JSE-listed Pan African is a mid-tier, African-focused gold producer also with a primary listing on the AIM of the London Stock Exchange.
Under the latest agreement announced yesterday, Pan African and NUM agreed to an average annual increase of approximately 5.3% per annum over the specified five-year period.
“We are pleased to have entered into multi-year wage agreements at Barberton Mines, which will ensure stability in labour relations at this operation over the coming years,” said Cobus Loots, Pan African Resources CEO said.
The gold miner also has a standing five-year wage agreement that lapses in June 2026 with labour union Uasa, which also represents another section of workers at the Barberton Mines.
This agreement with Uasa “provides for an increase of 5% or CPI, whichever is higher” capped at 6%.
It also provides the company and its workers “a once-off option to re-negotiate these increases, in the event of CPI being lower than 4% or higher” than 7.5%.
Moreover, Pan African Resources said maturation of Barberton Mines employee share ownership program (Esop) was bringing benefits for qualifying employees over its life.
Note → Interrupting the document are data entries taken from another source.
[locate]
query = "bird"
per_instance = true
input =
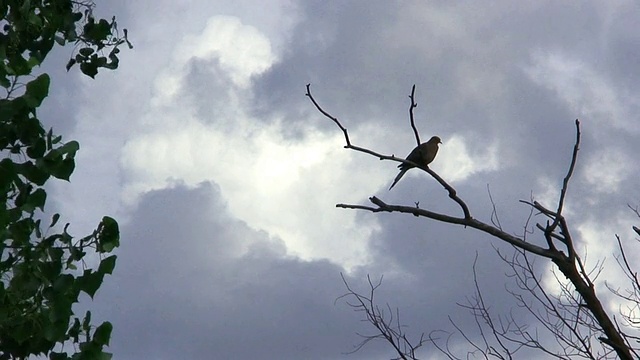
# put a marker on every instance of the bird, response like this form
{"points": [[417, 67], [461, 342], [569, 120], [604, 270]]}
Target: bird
{"points": [[422, 155]]}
The Esop for Barberton matures at the end of this month on completion of its 10-year term, although an early settlement of the scheme had been negotiated with employees and union for the end of March this year.
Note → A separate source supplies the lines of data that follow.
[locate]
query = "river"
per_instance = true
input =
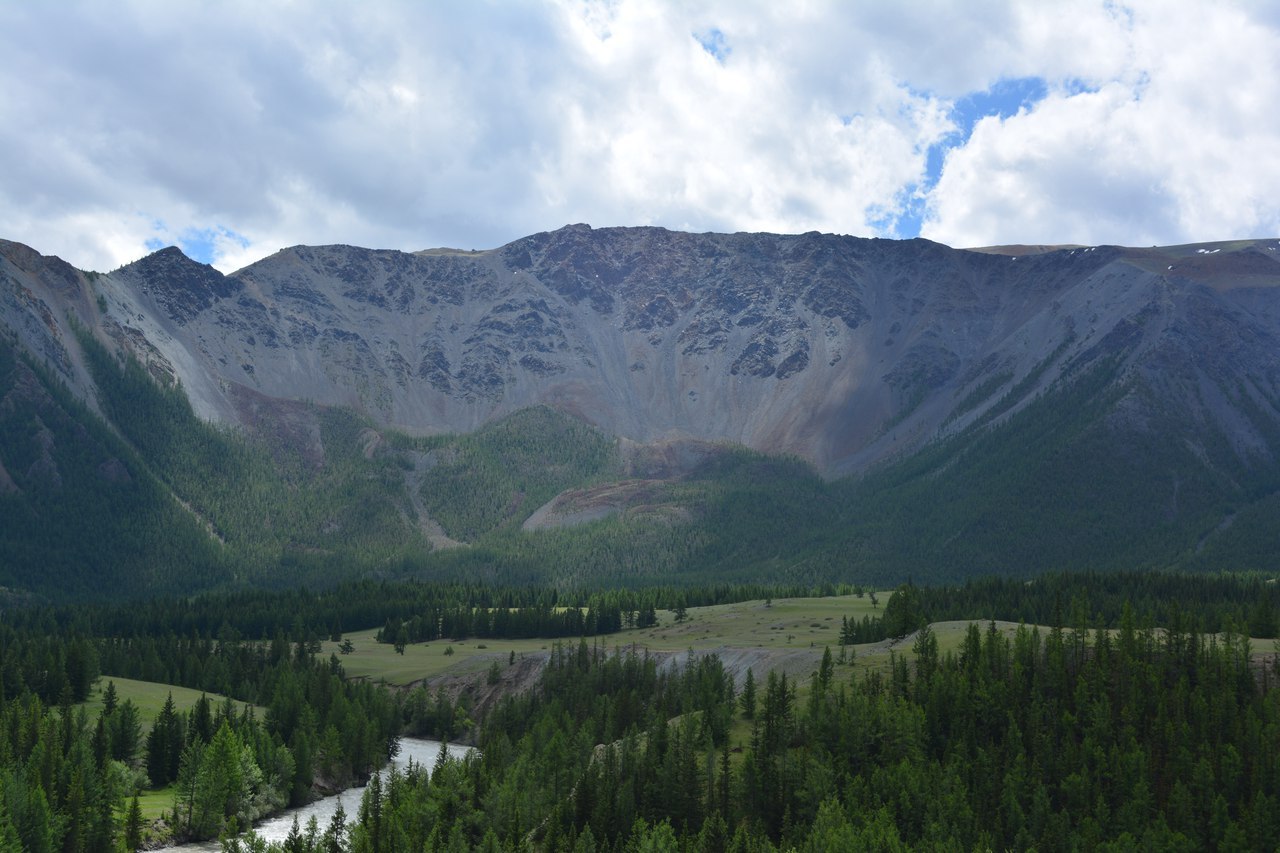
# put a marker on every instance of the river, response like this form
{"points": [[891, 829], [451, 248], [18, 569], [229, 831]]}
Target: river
{"points": [[277, 829]]}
The qualifying employees had received dividends amounting to over R40 million during the scheme's tenor, with the final maturity benefits paid to employees last month.
More than 2 200 employees had qualified to receive final maturity payments, with payments dependent on the number of completed years of service.
“The maturation of Barberton’s Esop has also realised tangible benefits to all its participants,” explained Loots.
Last month, Pan African said it was well on course for a stronger financial performance this year after the company raised its output guidance and projected a lowering of production costs, amid strengthening prices of the precious and safe haven metal.
Pan African raised its production guidance for the year ending 30 June 2024 to the upper end of its earlier projected 180 000 ounces to 190 000 ounces.
The guidance has now been lifted to between 186 000 ounces and 190 000 ounces.
The company has concurrently ceased “processing of marginal surface sources” at the Evander Gold Mines which had become “uneconomical”.
The mine contributed approximately 2 500 ounces of gold in the first half of the company’s current financial year, and would have seen the company surpass its 190 000 ounces guidance if it had been maintained in operation.
Pan African has projected that gold production for its 2025 financial year will bump up to between 215 000 ounces and 225 000 ounces, with the company planning to commission its Mogale Tailings Retreatment (MTR) project later this year.
In March, Pan African completed an internal pre-feasibility study for the Soweto cluster, with the most feasible outcome being possible development of re-mining, overland piping and pumping infrastructure to process the material at the MTR plant.